Have you tried pairing your bluetooth phone with your smart car recently? How did that go?
Usually it works fine, but sometimes it’s a bit of a chore, right? You have to go into your phone settings and figure out whether the problem is there or with your car; maybe some firmware needs updating, or maybe something’s just broken or incompatible. You don’t always know.
This is a taste of what ‘interop testing’ feels like, as well as an example of why it needs to be done.
‘Interop testing’ (it’s called ‘interop’ testing to cover both interoperability, and inter-operations testing) is how the community ensures that Internet protocols actually cooperate when needed. It can be a tricky business of trial and error. If you’ve ever carefully followed a set of instructions, yet still had frustrating problems occur, don’t feel alone; even the best of us in the Internet community have had that same experience implementing protocols.
The reason for these problems is partly due to a concept I want to explore today — the possibility that you and I could both read the same set of fairly precise instructions correctly, yet still end up doing things differently.
Interop testing is about showing a protocol can be implemented independently
Imagine you want to compete for business, or offer service in an IETF-defined protocol. One of the first things you will do is reach for the RFC that documents it.
This will serve as your set of instructions for how to implement that protocol properly.
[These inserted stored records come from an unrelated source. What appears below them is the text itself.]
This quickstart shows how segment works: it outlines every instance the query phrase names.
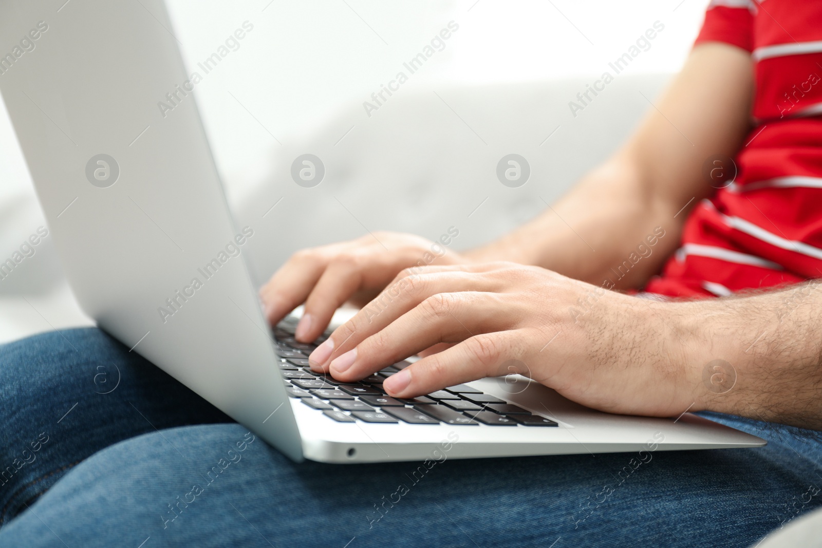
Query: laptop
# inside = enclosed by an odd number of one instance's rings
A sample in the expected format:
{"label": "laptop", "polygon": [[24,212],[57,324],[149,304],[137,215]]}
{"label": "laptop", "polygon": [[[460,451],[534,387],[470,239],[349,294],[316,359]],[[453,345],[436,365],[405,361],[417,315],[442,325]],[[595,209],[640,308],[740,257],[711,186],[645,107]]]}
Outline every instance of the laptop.
{"label": "laptop", "polygon": [[196,108],[206,75],[173,32],[162,0],[0,0],[0,92],[66,276],[130,352],[294,461],[764,444],[690,413],[600,412],[518,375],[397,400],[381,382],[408,361],[353,384],[311,372],[296,317],[263,317],[254,227],[232,219]]}

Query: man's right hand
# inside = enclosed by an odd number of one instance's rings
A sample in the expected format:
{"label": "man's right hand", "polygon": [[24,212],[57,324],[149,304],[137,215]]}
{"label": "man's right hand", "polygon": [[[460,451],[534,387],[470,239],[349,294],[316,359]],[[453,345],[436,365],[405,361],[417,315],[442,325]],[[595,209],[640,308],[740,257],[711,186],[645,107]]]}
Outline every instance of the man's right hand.
{"label": "man's right hand", "polygon": [[297,251],[263,286],[260,297],[272,325],[305,303],[294,336],[307,343],[326,330],[340,305],[347,301],[365,305],[403,269],[468,262],[439,242],[412,234],[375,233]]}

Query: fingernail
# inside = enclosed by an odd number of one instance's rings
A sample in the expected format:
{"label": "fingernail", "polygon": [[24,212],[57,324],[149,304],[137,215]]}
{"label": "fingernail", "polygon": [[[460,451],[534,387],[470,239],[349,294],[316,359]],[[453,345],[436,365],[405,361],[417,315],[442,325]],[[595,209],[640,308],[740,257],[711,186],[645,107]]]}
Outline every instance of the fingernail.
{"label": "fingernail", "polygon": [[313,369],[315,366],[321,366],[334,352],[334,339],[326,338],[326,342],[314,348],[314,352],[308,357],[308,365]]}
{"label": "fingernail", "polygon": [[345,371],[351,364],[354,362],[357,359],[357,348],[352,348],[342,356],[336,357],[334,361],[331,362],[331,369],[333,369],[337,373],[342,373]]}
{"label": "fingernail", "polygon": [[411,384],[411,372],[404,369],[386,379],[382,387],[393,394],[399,394]]}
{"label": "fingernail", "polygon": [[294,330],[294,338],[297,339],[305,339],[308,336],[308,330],[311,329],[311,324],[313,318],[311,317],[311,314],[303,314],[302,317],[300,318],[300,321],[297,324],[297,329]]}

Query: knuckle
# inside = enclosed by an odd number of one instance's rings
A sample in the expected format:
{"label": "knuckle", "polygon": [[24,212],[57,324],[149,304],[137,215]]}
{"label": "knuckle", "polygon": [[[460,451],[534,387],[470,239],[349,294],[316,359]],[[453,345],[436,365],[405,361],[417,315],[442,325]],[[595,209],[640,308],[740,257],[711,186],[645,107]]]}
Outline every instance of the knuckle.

There are several things you might expect to see:
- What the protocol is actually for
- The expected states of the systems communicating over the protocol
- How to arrange the ‘bits on the wire’ that actually form the messages of the protocol (that’s what a technical protocol is — definitions of the messages and states)
- Things you must or must not do (this is where ‘normative language‘ comes in, and the use of typeset MUST, MUST NOT, MAY and SHOULD all have narrowly defined meanings and intentions in RFCs).
The problem here is that protocols can be specified in ways that are open to interpretation. Text in the specification might be strongly normative and say you MUST send the username in at most 16 bytes of data but not be clear what to do if there is space-padding in the front or the rear.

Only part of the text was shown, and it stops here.